Langsung ke konten utama

BENARKAH ISLAM MELARANG PEREMPUAN MENJADI PEMIMPIN ?




BENARKAH ISLAM MELARANG PEREMPUAN MENJADI PEMIMPIN ?*

Oleh : Asep Rizky Padhilah


Fenomena diskriminasi terhadap perempuan di dunia Muslim merupakan implikasi langsung dari pemahaman teks-teks skriptural. Diskriminasi gender bukan semata-mata persoalan sosiologis, namun telah menjadi bagian dari persoalan teologis. Perempuan sebagai posisi kelas dua dibawah laki-laki, baik pada dataran domestik maupun publik, merupakan implikasi logis dari interpretasi terhadap sumber-sumber teologi Islam.

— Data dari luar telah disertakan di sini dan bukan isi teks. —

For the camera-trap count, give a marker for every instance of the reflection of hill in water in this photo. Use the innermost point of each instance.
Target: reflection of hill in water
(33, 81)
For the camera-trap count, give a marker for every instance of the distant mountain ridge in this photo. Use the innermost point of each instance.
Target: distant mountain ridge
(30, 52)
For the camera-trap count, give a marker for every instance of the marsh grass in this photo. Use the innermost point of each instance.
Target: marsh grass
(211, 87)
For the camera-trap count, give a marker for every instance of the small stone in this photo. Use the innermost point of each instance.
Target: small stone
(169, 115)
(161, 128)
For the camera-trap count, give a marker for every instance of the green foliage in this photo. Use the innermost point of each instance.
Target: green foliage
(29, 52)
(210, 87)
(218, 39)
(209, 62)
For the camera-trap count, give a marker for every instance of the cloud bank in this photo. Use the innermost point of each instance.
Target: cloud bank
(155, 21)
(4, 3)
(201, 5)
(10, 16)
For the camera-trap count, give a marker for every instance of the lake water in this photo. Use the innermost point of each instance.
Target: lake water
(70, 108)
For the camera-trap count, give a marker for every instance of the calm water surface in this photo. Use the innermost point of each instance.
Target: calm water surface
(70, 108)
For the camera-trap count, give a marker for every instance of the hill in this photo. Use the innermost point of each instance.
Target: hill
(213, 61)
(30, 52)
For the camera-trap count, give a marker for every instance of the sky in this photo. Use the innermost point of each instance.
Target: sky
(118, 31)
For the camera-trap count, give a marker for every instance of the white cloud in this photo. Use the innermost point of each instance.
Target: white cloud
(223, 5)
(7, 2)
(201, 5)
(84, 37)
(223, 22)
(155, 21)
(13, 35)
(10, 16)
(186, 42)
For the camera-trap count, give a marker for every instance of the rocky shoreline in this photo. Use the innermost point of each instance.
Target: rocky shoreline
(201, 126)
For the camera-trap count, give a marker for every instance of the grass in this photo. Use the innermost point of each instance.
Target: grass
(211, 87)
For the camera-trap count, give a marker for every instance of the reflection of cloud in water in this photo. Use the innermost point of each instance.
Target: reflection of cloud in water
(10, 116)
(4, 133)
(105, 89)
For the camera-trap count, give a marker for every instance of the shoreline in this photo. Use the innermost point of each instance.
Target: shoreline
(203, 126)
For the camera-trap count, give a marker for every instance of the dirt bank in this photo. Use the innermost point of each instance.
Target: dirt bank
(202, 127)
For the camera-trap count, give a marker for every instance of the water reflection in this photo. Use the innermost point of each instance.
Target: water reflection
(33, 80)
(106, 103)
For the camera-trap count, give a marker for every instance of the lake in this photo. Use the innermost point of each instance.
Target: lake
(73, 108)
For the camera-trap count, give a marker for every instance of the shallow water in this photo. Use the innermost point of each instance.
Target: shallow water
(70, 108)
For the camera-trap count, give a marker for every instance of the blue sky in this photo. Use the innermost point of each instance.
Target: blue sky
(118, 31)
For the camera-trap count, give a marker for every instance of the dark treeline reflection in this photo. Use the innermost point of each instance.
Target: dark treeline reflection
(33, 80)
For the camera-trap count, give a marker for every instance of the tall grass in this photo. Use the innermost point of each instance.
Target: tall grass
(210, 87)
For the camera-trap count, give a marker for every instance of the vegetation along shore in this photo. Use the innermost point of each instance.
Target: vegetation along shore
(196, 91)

Pandangan tersebut didukung dengan beberapa penafsiran dalam kitab-kitab tafsir dan hadist-hadist Nabi yang bernuansa kebencian terhadap perempuan. Hadist-hadist ini biasa disebut dengan hadis Misogini.

Disini penulis akan mengungkapkan hadist yang dianggap bentuk patriarkalisme relasi laki-laki dan perempuan. Hadis-hadis patriarkal dianggap sebagai fundamental idea munculnya dominasi laki-laki terhadap perempuan.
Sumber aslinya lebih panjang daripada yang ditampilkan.